Does Robert McKee’s Storynomics Persuade?

Robert McKee’s 1997 book Story presents the following template for the plot of a standard Hollywood movie. As a result of an inciting event, a protagonist finds that his/her life is out of balance. To restore balance, the protagonist undertakes a quest for an object of desire. The movie depicts the quest, in the face of numerous obstacles, to grasp the object of desire. McKee elaborates on this template and applies it to a variety of movie genres.

McKee teaches very popular three day courses expounding and applying this template. After discovering that some of the participants in his seminar were not screenwriters, but managers and entrepreneurs, he decided to develop a seminar exclusively for them. In this one-day seminar, entitled Storynomics, McKee discusses what he calls “purpose-told stories,” that is stories used in business to communicate and persuade. These stories might be in the form of broadcast advertisements or pitches to clients selecting a contractor or venture capitalists evaluating a startup.

I have taken the Storynomics seminar and I receive his blast emails to former students. It is clear to me that McKee uses the Hollywood template as the core of his seminar. In addition to expounding the template, he shows several ads that roughly conform to it. An ad for the

VW Passat, shown during the 2011 Superbowl, has a young boy dressed in a Darth Vader costume copying the hand gestures that make objects move, unsuccessfully and with growing frustration. Dad drives home in his new Passat and the boy then attempts to exert his dubious magic on the car. Watching this from the kitchen window, the dad clicks the keyless entry, the parking lights flicker, and the boy finally – in his own mind – prevails.
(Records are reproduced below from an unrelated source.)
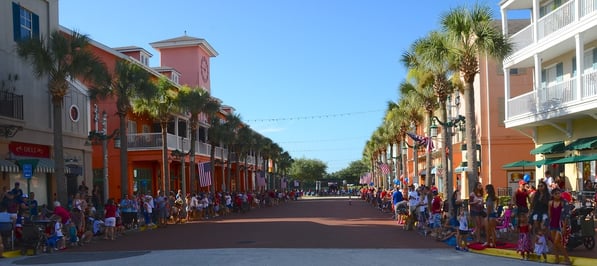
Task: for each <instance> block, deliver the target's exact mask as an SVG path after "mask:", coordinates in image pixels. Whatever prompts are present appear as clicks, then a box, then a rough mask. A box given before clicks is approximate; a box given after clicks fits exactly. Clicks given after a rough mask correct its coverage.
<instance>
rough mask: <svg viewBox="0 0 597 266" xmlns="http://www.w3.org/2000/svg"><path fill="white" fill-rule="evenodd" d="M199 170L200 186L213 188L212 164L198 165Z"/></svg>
mask: <svg viewBox="0 0 597 266" xmlns="http://www.w3.org/2000/svg"><path fill="white" fill-rule="evenodd" d="M197 168H198V170H199V186H201V187H208V186H211V163H209V162H205V163H199V164H197Z"/></svg>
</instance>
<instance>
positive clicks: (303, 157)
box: [290, 157, 327, 183]
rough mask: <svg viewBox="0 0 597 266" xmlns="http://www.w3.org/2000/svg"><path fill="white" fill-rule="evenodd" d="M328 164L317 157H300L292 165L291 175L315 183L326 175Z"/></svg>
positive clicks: (300, 180) (301, 181)
mask: <svg viewBox="0 0 597 266" xmlns="http://www.w3.org/2000/svg"><path fill="white" fill-rule="evenodd" d="M326 169H327V166H326V165H325V163H324V162H322V161H320V160H317V159H307V158H304V157H303V158H299V159H296V160H294V162H293V163H292V166H291V167H290V176H292V177H293V178H294V179H297V180H299V181H301V182H303V183H315V181H317V180H320V179H322V178H323V177H324V176H325V172H326Z"/></svg>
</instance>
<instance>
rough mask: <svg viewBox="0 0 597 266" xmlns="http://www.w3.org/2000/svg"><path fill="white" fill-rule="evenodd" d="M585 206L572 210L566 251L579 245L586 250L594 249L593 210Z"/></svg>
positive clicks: (593, 229)
mask: <svg viewBox="0 0 597 266" xmlns="http://www.w3.org/2000/svg"><path fill="white" fill-rule="evenodd" d="M587 205H588V206H587ZM587 205H586V206H581V207H580V208H575V209H573V210H572V214H571V215H570V238H569V239H568V244H567V245H566V249H567V250H572V249H574V248H576V247H578V246H580V245H584V246H585V248H586V249H588V250H591V249H593V248H594V247H595V218H594V215H593V210H594V209H595V208H594V207H593V206H590V205H589V204H587Z"/></svg>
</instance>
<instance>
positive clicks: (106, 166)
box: [87, 104, 124, 200]
mask: <svg viewBox="0 0 597 266" xmlns="http://www.w3.org/2000/svg"><path fill="white" fill-rule="evenodd" d="M93 113H94V120H95V129H96V130H94V131H89V135H88V136H87V140H88V141H89V142H88V144H92V145H96V144H100V143H101V144H102V158H103V178H104V199H103V200H107V199H108V197H109V195H110V193H109V189H110V186H109V178H108V141H109V140H110V139H114V148H116V149H120V138H119V137H118V133H119V130H118V129H114V131H113V132H112V134H110V135H108V133H107V132H108V114H107V113H106V111H103V112H102V130H101V131H98V129H99V126H98V122H99V110H98V107H97V104H95V105H94V111H93ZM122 189H124V188H122Z"/></svg>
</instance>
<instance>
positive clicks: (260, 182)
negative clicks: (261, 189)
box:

An Apple ad, shown at Christmas in 2013, titled

http://www.youtube.com/watch?v=nhwhnEe7CjE

Misunderstood, presents an extended family arriving on Christmas Eve at a winter vacation home, with “Have Yourself a Merry Little Christmas” in the background. A teenage son appears to be ignoring everyone else, occupied entirely with his iPhone. When the family gathers on Christmas morning, however, the teenage son turns on the television, surprising and delighting the family by showing them video he has shot the day before with his phone.

Both commercials are delightful in depicting youthful quests, the first of a child wanting to exert magical power, the second of a teenager wanting to participate in the family reunion in a way that is meaningful to him. Whether or not the feel-good message contributed to sales is another matter. The Passat ad struck me as generic, while the Apple ad made more direct reference to the iPhone’s capacity.

In his posts, McKee seems to me to have become quite dogmatic, perhaps as could be expected from someone in his mid-seventies. Thus he lists seven “fatal flaws” for business stories, which include “no conflict,” “no suspense,” “no risk,” “no emotion,” and “no surprise.” Put differently, he thinks business stories must conform to his template. In a recent post, he critiqued an Uber ad that explains that the company is linking atoms (people) to bits (information) because it is what he calls a narrative, not a story. So, for McKee, effective ads must contain full stories rather than temporal or conceptual references.

McKee was also critical of the ad because the narrator is “a droning nasal valley girl” rather than “an actress who reads with resonance and inflection.”  He should get a grip. For better or worse, the audience will identify with her speech patterns rather than Helen Mirren’s.

For me, the problem with this stricture (or structure) is that the 30 to 60 seconds for an ad isn’t much time in which to tell a story conforming to the template. An ad may make references to events or concepts that the audience is aware of, and they can complete the story themselves. Two notable examples of this are 30 second Canadian Cialis ads. In one, a middle-aged couple arrives at the opera just before intermission. In another, a mother discusses that evening’s curfew with her teenage son and is surprisingly lenient. In both, the audience can readily imagine what isn’t being shown and understand that the drug is achieving its desired effect.

Another aspect of McKee’s conceptual rigidness is his critique of both Powerpoint and big data as effective modes of persuasion in the business world, primarily because they don’t incorporate stories. (McKee employs Powerpoint as the platform for the visual components of his presentation.) I agree that stories that are crafted and presented well can persuade, whether they conform to McKee’s template or are more fragmentary or open-ended. But audiences such as venture capitalists deciding whether to fund a startup and government agencies choosing a contractor are by nature skeptical. They may like the story, but ultimately they want to see the data, whether in a cash-flow analysis or a statistical model.

As an aside, I think the problem with the Republican presidential campaign to date is that the candidates have been much more enamored with telling compelling stories than respecting the facts, a classic example of Mark Twain’s adage “Never let the truth stand in the way of a good story.”

Aging intellectuals often tend to rail against new ideas, technologies, and culture, rather than assimilate them into their thinking. Intellectual agility is necessary to stay in the game. I’m not convinced that McKee still has what it takes.